Scratches from Joseph's cat ran deep into a palm that was not soft as silk (there was still resentment in that memory of washing courtyards in his early days as a slave—his father chose Joseph's teaching and workload so it was not all his fault that he was like a scribe or a prince in those days before being sold) and blemished with small cracks and blisters—perhaps from washing clothing or sheering the coats from the spring lambs and ewes. Benjamin seemed to like chewing his nails down to the quick, so the blood rolled easily over the tips of each finger when Judah took it gently and wiped at the deep cuts; a hand cradling Benjamin's like a desert lion comparing its size to its infant cub and the other showing more work that either younger brother would experience in their lives dabbing his own tunic sleeve over the inflicted area, cleaning it before even thinking of applying the unused bandages.
Benjamin (eyes and face and figure impossibly like Joseph in all ways but that of which the sun in Egypt had colored him from years of standing in its rays for hours; feminine features from their mother making him soft and submissive to anyone not blind and voice with the hesitance and curious nature of a paintbrush before it colors a canvas with choice that would turn good or ill before another) was still getting used to Joseph; they rarely spoke when alone.
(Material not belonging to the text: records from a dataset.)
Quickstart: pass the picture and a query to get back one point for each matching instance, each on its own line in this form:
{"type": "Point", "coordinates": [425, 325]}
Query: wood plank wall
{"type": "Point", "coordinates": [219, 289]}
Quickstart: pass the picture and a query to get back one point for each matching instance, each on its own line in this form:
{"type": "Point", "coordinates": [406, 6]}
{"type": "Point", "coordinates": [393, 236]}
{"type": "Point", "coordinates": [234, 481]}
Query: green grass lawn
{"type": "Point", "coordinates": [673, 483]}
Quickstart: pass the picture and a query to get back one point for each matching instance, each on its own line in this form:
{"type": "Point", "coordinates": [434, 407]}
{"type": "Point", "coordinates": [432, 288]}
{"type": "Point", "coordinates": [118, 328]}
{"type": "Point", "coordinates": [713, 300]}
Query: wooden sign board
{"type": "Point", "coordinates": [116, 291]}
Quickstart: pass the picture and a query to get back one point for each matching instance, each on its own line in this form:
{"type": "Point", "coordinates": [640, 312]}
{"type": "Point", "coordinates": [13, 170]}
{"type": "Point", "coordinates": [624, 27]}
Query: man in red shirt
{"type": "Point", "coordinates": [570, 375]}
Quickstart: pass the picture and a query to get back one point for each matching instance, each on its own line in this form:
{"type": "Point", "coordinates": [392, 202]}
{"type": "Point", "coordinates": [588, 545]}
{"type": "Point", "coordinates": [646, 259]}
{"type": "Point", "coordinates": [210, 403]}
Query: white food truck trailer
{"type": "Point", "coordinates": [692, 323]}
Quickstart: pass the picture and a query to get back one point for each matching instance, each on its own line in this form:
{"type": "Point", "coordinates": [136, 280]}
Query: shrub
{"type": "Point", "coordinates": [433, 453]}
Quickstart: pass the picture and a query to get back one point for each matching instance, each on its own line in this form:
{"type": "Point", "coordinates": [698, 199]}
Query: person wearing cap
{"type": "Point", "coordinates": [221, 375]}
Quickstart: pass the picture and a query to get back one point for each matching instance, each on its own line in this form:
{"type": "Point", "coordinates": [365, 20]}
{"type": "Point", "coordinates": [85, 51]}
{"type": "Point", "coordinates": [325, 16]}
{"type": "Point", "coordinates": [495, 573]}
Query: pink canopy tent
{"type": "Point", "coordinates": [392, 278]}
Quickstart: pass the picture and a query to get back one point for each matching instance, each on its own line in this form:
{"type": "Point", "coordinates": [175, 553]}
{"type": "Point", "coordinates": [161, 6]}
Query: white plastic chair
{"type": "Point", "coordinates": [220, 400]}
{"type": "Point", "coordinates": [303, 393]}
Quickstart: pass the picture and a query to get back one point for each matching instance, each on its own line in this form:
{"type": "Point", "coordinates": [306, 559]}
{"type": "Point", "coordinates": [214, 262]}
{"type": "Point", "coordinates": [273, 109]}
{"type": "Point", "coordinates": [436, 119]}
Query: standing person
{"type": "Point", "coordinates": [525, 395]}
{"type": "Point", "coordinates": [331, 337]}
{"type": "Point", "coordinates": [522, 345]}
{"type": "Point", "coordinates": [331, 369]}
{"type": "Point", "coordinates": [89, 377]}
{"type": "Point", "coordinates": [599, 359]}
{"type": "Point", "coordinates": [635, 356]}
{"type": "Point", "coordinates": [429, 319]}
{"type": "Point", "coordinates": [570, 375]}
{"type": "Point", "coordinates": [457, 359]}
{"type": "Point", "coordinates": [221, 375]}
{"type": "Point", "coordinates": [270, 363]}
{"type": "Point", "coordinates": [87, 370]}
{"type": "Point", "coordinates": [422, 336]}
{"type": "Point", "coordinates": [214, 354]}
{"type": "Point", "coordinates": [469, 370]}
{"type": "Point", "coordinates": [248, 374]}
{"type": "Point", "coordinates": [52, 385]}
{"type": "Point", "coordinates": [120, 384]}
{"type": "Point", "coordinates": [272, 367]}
But with Judah almost like a safety marker between them, he at least made the effort of becoming verbally closer, "I'm sorry if I left a mess in your dining area. I think I must have frightened the animal or it wouldn't have reacted like that. I think I might have broken one of your vases when it struck me. Sorry."
"You already said that," Judah chided, beginning on the actual bandaging; tight but not uncomfortable, his eyes and hands soft as his voice as he glanced over to Joseph with a light smile meant, Joseph assumed, for both the brothers, "A nervous habit he's had since he was four that he hasn't seemed to grow out of."
"Judah!" Benjamin groaned, all of his embarrassment showing with how he turned the color of certain paints Joseph had used a few years ago to coat the portrait he had started in one of the main halls when his first child had been born.
It was nice to know that Judah could still go into the big brother mode that didn't mind brightening the mood at the expense of one of his younger brothers.
'I still doubt it ever goes both ways, though,' Joseph considered internally, grinning with raised eyebrows at the bright laughter he felt Judah had intended to bring out of him.
Benjamin still blushed, after all, but the tension was simply forgotten.